Go: cmd/compile: user symbols can be in reserved namespace

Created on 9 Mar 2020  ยท  28Comments  ยท  Source: golang/go

What version of Go are you using (go version)?

$ go version
go version go1.14 darwin/amd64

What did you do?

package main

import "debug/gosym"

func main()  {
    s1 := gosym.Sym{Name: "go.uber.org/zap/zapcore.(*CheckedEntry).Write"}

    println(s1.PackageName())
}

What did you expect to see?

go.uber.org/zap/zapcore

What did you see instead?

empty string

I see problem is right here but since I'm not aware how linker uses these prefixes I can't figure out how to properly fix this condition
https://github.com/golang/go/blob/43c6ada84c6ef47e3b61646d2f2e7f6b7264929d/src/debug/gosym/symtab.go#L40-L44

NeedsFix

Most helpful comment

Thanks. My interpretation of @mdempsky 's comment is that it is safe to use :. It's not going to conflict with struct tags (famous last words when discussing symbol mangling :P), and the fact that we've used : in struct symbol names for a long time is evidence that external linkers don't have an issue with it.

All 28 comments

The debug/gosym package is intended to be used to read object files generated by the compiler. It's not intended to be used by creating your own instances of gosym.Sym.

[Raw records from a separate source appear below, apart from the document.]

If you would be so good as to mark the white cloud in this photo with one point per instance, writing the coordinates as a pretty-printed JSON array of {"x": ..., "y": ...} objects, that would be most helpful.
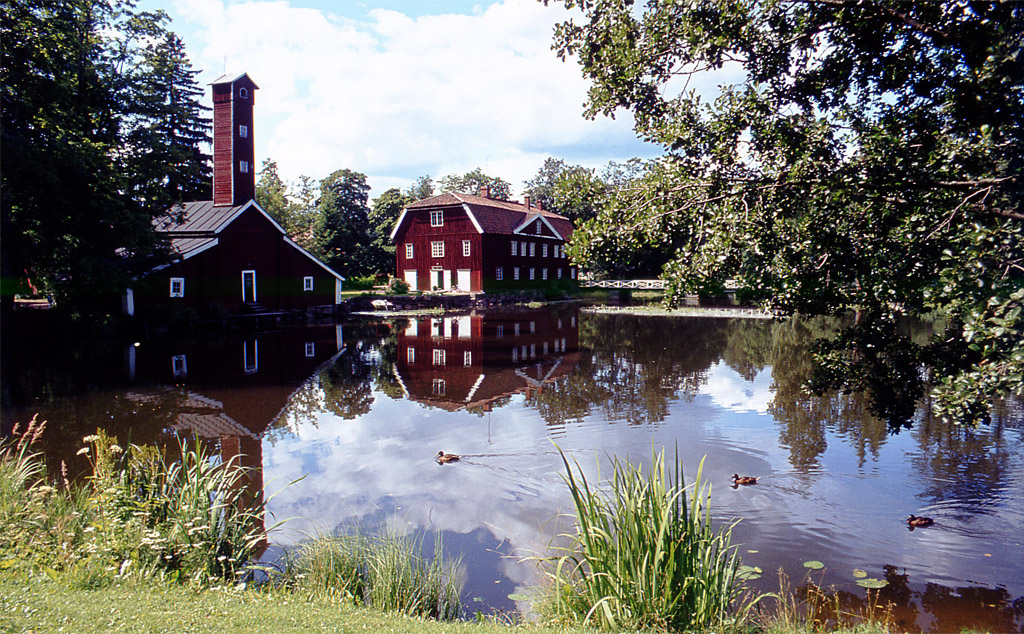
[{"x": 396, "y": 97}]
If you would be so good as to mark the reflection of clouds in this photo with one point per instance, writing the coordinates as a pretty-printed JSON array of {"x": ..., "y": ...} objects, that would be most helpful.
[
  {"x": 509, "y": 484},
  {"x": 729, "y": 390}
]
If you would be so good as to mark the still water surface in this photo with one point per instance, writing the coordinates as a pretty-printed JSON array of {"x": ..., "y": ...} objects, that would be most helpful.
[{"x": 360, "y": 409}]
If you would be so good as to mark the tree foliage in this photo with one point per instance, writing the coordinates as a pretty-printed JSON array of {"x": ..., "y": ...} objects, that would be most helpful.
[
  {"x": 100, "y": 132},
  {"x": 470, "y": 182},
  {"x": 869, "y": 158},
  {"x": 341, "y": 233}
]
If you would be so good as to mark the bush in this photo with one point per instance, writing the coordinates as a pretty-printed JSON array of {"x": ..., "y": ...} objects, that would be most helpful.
[{"x": 397, "y": 287}]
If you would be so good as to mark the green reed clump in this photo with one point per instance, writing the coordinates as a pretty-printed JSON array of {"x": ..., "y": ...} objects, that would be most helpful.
[
  {"x": 136, "y": 514},
  {"x": 386, "y": 572},
  {"x": 644, "y": 555}
]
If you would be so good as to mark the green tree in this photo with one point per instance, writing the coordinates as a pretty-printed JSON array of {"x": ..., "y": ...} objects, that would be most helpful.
[
  {"x": 100, "y": 131},
  {"x": 869, "y": 159},
  {"x": 341, "y": 233},
  {"x": 271, "y": 194},
  {"x": 470, "y": 182},
  {"x": 423, "y": 187},
  {"x": 383, "y": 215}
]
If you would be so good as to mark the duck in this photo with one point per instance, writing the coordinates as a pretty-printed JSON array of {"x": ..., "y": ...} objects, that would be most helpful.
[
  {"x": 915, "y": 522},
  {"x": 443, "y": 458}
]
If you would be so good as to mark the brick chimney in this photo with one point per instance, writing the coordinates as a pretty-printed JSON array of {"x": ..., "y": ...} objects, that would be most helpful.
[{"x": 233, "y": 154}]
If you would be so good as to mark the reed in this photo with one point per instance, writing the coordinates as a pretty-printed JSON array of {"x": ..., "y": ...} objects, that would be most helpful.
[
  {"x": 644, "y": 555},
  {"x": 387, "y": 572}
]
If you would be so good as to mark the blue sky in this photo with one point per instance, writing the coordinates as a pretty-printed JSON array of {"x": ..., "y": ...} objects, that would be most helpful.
[{"x": 400, "y": 89}]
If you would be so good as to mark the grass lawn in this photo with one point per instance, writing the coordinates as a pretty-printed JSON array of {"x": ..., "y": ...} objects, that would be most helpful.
[{"x": 36, "y": 604}]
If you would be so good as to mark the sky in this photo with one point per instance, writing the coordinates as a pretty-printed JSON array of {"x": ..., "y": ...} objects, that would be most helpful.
[{"x": 397, "y": 89}]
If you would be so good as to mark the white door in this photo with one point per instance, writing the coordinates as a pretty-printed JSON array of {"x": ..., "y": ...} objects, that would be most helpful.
[
  {"x": 411, "y": 279},
  {"x": 249, "y": 286}
]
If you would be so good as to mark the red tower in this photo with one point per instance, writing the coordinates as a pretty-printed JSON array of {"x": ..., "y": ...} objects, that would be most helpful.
[{"x": 233, "y": 155}]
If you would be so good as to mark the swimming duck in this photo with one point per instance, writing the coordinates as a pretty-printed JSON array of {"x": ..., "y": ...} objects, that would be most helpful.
[
  {"x": 915, "y": 522},
  {"x": 443, "y": 458}
]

Can you show us a complete program that demonstrates this problem when opening an object generated by the compiler? Please also include the sources for the object that you want to open. Thanks.

Yeah, sure (go.uber.org/zap is a public available library):

package main

import (
    "debug/gosym"
    "debug/macho"
    "fmt"
    "os"
    "strings"

    "go.uber.org/zap"
)

func main() {
    logger, _ := zap.NewDevelopment()
    logger.Debug("using logger just a little bit")

    executable, _ := os.Executable()
    exe, _ := macho.Open(executable)

    pclndat, _ := exe.Section("__gopclntab").Data()
    symTabRaw, _ := exe.Section("__gosymtab").Data()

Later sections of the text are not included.